Work Flow for extending an NER model with new entity types

Hello,
I’m new to Prodigy, and thank you for making this tool. I have a question about the workflow for training the NER model. So, I have myself and another annotator. I’m thinking of splitting up our examples text file 50/50 between us. Then, annotate new entities using ner.manual with the en_core_web_lg pretrained model. Afterwards, I plan on using db-merge to merge his dataset with mine and train a new model using ner.batch-train. The reason we have to get a new model is because in the following step, the model used in ner.train only takes entities it has seen.
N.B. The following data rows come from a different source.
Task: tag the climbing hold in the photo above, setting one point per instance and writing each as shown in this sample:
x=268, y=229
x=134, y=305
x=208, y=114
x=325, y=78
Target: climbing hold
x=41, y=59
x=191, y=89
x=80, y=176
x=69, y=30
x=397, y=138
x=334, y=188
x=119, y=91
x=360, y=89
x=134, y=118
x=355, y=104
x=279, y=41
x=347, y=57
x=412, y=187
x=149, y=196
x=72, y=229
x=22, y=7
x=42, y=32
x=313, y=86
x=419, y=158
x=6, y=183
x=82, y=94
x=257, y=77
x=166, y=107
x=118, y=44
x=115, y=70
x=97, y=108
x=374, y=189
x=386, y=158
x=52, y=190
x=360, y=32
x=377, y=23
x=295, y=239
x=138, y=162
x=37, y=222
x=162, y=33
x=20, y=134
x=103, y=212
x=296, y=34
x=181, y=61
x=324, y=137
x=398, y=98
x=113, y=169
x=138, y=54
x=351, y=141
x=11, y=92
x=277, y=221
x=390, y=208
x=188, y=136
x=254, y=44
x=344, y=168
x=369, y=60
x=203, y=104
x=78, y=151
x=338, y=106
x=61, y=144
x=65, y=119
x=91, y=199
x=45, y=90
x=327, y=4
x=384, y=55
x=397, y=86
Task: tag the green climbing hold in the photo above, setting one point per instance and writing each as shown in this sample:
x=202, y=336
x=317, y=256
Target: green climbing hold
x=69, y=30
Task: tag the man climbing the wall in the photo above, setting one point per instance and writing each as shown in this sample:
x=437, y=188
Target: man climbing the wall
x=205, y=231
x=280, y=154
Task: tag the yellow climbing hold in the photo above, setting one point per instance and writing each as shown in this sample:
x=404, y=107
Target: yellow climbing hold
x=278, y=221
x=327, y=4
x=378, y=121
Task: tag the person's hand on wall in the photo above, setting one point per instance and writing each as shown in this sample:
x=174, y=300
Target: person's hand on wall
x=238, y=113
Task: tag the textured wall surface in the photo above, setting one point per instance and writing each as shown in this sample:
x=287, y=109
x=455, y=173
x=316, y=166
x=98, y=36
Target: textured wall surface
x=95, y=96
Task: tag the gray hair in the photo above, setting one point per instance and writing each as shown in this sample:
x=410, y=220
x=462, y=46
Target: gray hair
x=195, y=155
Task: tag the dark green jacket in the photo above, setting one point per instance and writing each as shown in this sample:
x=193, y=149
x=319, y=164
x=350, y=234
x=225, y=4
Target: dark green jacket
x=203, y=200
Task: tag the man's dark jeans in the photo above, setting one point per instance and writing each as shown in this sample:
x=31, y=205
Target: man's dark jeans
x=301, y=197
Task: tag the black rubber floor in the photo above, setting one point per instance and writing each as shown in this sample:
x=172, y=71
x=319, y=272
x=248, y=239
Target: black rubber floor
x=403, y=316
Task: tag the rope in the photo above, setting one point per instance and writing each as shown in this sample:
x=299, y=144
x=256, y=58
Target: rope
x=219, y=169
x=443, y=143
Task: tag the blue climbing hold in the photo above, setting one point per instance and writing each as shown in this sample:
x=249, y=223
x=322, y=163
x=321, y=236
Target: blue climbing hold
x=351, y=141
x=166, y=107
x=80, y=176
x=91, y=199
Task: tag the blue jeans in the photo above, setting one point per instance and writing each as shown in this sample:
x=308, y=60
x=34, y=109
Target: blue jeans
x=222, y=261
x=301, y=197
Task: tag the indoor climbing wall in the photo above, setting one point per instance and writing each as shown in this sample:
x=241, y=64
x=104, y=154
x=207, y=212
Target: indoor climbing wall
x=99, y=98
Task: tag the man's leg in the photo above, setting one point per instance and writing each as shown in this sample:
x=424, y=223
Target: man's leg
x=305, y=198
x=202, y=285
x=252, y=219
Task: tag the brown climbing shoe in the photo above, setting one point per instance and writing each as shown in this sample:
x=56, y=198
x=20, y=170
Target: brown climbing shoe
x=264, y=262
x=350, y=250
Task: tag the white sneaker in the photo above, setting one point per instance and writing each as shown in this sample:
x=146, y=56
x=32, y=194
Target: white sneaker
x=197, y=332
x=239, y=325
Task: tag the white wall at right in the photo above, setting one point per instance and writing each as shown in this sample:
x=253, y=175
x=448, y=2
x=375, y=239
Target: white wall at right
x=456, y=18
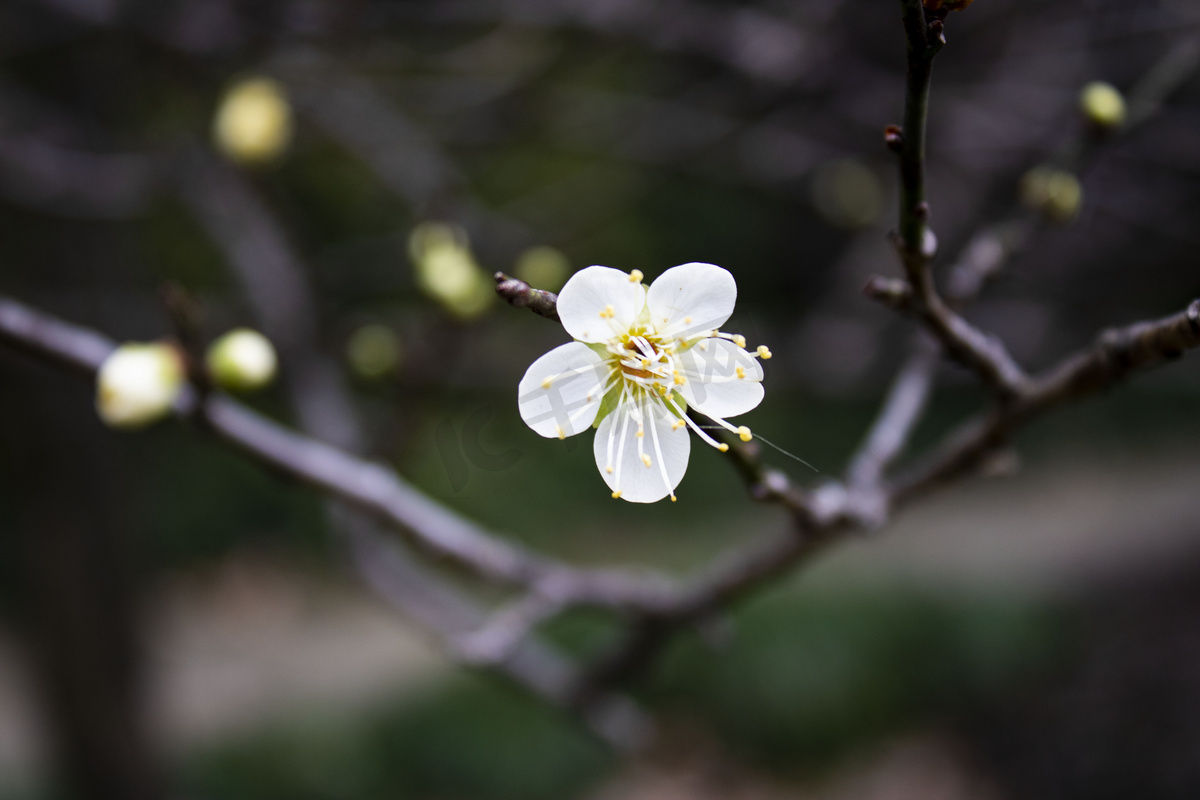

We will then use ner.train for entities like PERSON,TIME,DATE plus the new entities(to prevent catastrophic forgetting) on the new model to automate the annotation process ,again using the 50/50 split in our source txt file. Finally, we will merge again and call ner.batch-train.

I guess my questions for this process is this:

  1. Did I properly account for catastrophic forgetting with regard to my workflow?
  2. Is this task better suited for using a blank model from the beginning?
  3. How and does Prodigy take care of possible duplicate annotations between myself and the other annotator when we use ner.train or ner.manual?
    Please let me know if this workflow makes sense to you or if have any suggestions on alternatives methods/improvements.
    Thanks

I think overall your workflow sounds right. I know there’s a lot of steps involved — I hope we can continue streamlining this.

For simplicity of discussion, let’s say we start off with a spaCy model that can predict entities A and B (in the en_core_web_lg model we predict 20 entities, but it’s easier to talk about 2). We’ll call this initial model en_ner_ab. Our goal is to get to a model en_ner_abcd. To do that, we need to annotate text with our new entities, C and D.

Let’s add some more notation, and call a piece of text with automatic annotations for entity-types A and B text_autoAB. If the text has “gold” annotations (i.e. annotations that are manually reviewed and assumed correct), we’ll write it text_goldAB. Text might have a mix of automatic and gold annotations for different entity types which we’d write text_autoAB_goldCD.

One strategy for the annotation project might be to manually annotate C and D separately, use the model to predict the pretrained entities, and then correct the results:

  1. text
  2. text_goldC
  3. text_goldD
  4. `text_autoAB_goldCD
  5. text_goldABCD

You’d use ner.manual for steps 2 and 3, and then write a script to predict the entities and merge the annotations to do step 4. Then you’d use ner.manual for step 5.

Another way to go about things would be to skip straight from 1 to 5, just using ner.manual with lots of entities. The advantage of this approach is you only make one pass over the text, but the disadvantage is you have a lot of entities in your UI. Which strategy works better depends on characteristics of your problem, including:

  • How accurate is the existing model?
  • How many existing entity types do you need to reuse?
  • How many entity types do you need to add?
  • How “dense” are the entity annotations? If there are few entities per text, it’s more efficient to do more in a single pass.

To answer your question about catastrophic forgetting, let’s imagine training as a function call train() that takes two arguments: an initial model, and some annotations. The model we output will have the superset of entities in the initial model and the data we annotate. The catastrophic forgetting problem may occur if we do something like this: en_ner_abcd = train(en_ner_ab, text_goldCD). To avoid this, we can try: en_ner_abcd = train(en_ner_abcd, text_autoAB_goldCD) or en_ner_abcd = train(en_blank, text_autoAB_goldCD). It’s hard to be sure which is better. If the dataset for CD is small, starting from a blank model may discard too much information. On the other hand, training from an initial model is harder to reason about, and may be more sensitive to hyper-parameters. It’s tough to give advice that’s much more useful than “try it out and see which looks better”.

The latest version of Prodigy does take advantage of improvements to model resuming in spaCy v2.1. So, starting from non-blank models, or workflows like en_ner_abcd = train(en_ner_ab, text_goldCD) might work better than they used to. If feasible, I would usually recommend you do data merging and get to text_goldABCD via the ner.make-gold recipe, though. The correction step probably isn’t that expensive, and you basically have a choice between spending time improving the data, and spending time faffing about with the training process. Faffing about with the training is arguably more fun, but the effort isn’t as reuseable as investment in the data.

In summary, here’s what I would try first if you only have a couple of new entities to annotate

  1. Create train, test and dev text partitions.
  2. Create a subpartition of the training text, “trial”, to annotate entirely first.
  3. Run one ner.manual task per entity type. One annotator per entity type. All annotations over your trial partition.
  4. Use en_core_web_lg to predict the existing entities over the trial text.
  5. Merge the automatic annotations and the manual annotations, so that the trial text is exhaustively annotated.
  6. Use ner.make-gold to correct the annotations manually. You probably want duplicate annotations for this – so both annotators should do the whole dataset, separately.
  7. Find conflicts, resolve them. One way is to go over them together, another is to do them separately and meet afterwards to see where you both disagree. The second way is more expensive, but sometimes leads to better insights.